Sebastião Salgado : “Nous devons être assez intelligents pour survivre”

Sauf que la planète ne pliera pas tant que ça. À un moment donné, il doit casser. Salgado, qui a passé une grande partie de son premier acte en tant que photographe à enregistrer la fin d’une révolution industrielle mondiale, a consacré son second à capturer ce qui pourrait encore être perdu si l’urbanisation, la consommation galopante, le changement climatique et l’indifférence de la société ne sont pas maîtrisés.
Au plus septuagénaire, Salgado ne lâche rien et tourne son objectif vers le plus grand trésor de sa nation : l’Amazonie. Selon son éditeur, il pourrait bien s’agir du projet final de cette envergure que le vénérable Brésilien entreprend.
“Nous présentons une Amazonie différente”, a-t-il déclaré à CNN. “Il n’y a pas d’incendie, pas de destruction – l’Amazonie qui doit y rester pour toujours.”
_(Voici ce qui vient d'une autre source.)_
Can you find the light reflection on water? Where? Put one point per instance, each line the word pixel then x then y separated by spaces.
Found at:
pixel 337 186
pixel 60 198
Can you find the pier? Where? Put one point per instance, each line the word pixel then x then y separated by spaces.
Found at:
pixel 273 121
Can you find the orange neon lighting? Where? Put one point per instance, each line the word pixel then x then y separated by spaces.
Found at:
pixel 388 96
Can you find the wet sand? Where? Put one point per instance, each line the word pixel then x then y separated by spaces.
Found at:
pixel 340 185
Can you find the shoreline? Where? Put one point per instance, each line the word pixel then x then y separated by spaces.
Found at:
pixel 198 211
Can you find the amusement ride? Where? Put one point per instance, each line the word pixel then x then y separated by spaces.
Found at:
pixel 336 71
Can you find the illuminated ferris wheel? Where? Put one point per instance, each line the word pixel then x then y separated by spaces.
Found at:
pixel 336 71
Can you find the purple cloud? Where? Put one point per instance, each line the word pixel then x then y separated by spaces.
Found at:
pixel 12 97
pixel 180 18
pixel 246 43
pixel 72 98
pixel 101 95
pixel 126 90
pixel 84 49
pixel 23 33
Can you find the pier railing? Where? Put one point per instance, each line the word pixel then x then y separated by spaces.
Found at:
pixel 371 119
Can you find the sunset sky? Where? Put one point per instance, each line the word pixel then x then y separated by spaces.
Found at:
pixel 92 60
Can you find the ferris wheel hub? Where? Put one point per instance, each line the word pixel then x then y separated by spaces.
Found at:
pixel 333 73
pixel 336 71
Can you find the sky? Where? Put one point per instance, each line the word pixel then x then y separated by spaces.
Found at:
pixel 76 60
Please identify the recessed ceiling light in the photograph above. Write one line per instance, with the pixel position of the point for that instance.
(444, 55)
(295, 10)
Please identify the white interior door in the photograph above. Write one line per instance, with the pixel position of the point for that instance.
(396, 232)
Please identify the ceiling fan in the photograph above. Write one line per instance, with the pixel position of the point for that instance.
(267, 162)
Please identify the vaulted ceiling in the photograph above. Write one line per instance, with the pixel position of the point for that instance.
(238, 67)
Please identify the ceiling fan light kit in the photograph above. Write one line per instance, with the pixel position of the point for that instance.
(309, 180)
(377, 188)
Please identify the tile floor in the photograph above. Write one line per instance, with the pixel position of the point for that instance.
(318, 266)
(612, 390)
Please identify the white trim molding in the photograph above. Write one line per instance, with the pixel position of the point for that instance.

Salgado s’est aventuré en Amazonie depuis les années 1980, entretenant des relations avec certaines de ses tribus, dont il existe 188 rien qu’au Brésil, écrit-il dans le livre. Certains, comme les Yanomami, il est revenu au fil des décennies, alors qu’il a bénéficié d’un accès privilégié à d’autres, devenant la première personne non autochtone à visiter chaque village du peuple Zo’é, dit Salgado. Pour “Amazonia”, il a passé neuf ans et 48 voyages à disparaître dans la forêt pendant des semaines, parfois des mois à la fois, revenant avec de nouvelles histoires et de nouveaux sentiments de communauté. “Quand nous venons travailler avec ces tribus, nous rentrons à la maison”, dit-il.
Même si l’Amazonie dans ses photographies semble vierge, Salgado regrette la forêt tropicale déjà perdue. « Pendant longtemps, nous avons construit notre société sur les ressources naturelles. Nous avons détruit », dit-il. “Nous devons protéger ce que nous n’avons pas détruit. Nous devons être assez intelligents pour survivre.”
Le peuple amazonien « vit en communion totale, en paix totale, avec l’environnement », dit Salgado. Ils pourraient également offrir des leçons : bien qu’il décrive les tribus comme « la préhistoire de l’humanité », il décrit également chacune comme un « avenir » potentiel pour la planète.
“Nous ne pouvons pas construire notre avenir – l’avenir de l’humanité – basé uniquement sur la technologie”, ajoute-t-il. “Nous devons regarder notre passé; nous devons prendre en considération tout ce que nous avons fait dans notre histoire. Les êtres humains ont une énorme opportunité: la préhistoire de l’humanité est en Amazonie maintenant.”
Quand il s’agit d’environnementalisme, Salgado ne peut pas être accusé de paroles creuses. Pendant des années, il a pratiqué ce qu’il prêchait à travers l’Instituto Terra, un centre qu’il a fondé avec sa femme Lélia. Le site de la forêt atlantique, au sud-est du Brésil, était autrefois la ferme d’élevage de ses parents, et comme les pâturages étaient devenus un “désert” écologique, admet-il. Depuis 1999, le couple et une équipe grandissante d’employés ont planté plus de 3 millions d’arbres couvrant 300 espèces et ont vu la faune affluer. “C’était une sorte de miracle”, dit-il. “Avec les arbres, les insectes, les mammifères, toutes sortes d’oiseaux, toutes sortes de vies revenaient.”
Plus de 700 hectares ont été entièrement reboisés et les travaux de l’institut contribuent à la récupération de près de 2 000 sources de la forêt atlantique. Salgado dit que le modèle est aussi pertinent pour le Brésil que pour la Californie, frappée par la sécheresse : « Nous devons reconstruire la source d’eau ; une façon est de planter des arbres.
“Nous pouvons reconstruire la planète que nous avons détruite, et nous le devons”, ajoute-t-il.
Mais malgré tous les points positifs qui découlent de sa photographie, Salgado reste ambivalent quant à sa puissance. “Je ne crois pas que les images puissent changer quoi que ce soit”, dit-il. “La photo seule est juste quelque chose à voir.” Cependant, dit-il dans le cas de l’Amazonie, les combiner avec le travail des institutions environnementales peut « inciter à un mouvement ».
Le moment est d’une grande urgence. Dans son introduction au livre, le photographe fait part de son vœu sincère que « dans 50 ans ce livre ne ressemble pas à un enregistrement d’un monde perdu ».
Par sa publication, à plus d’un titre, il met tout en œuvre pour que cela n’arrive pas.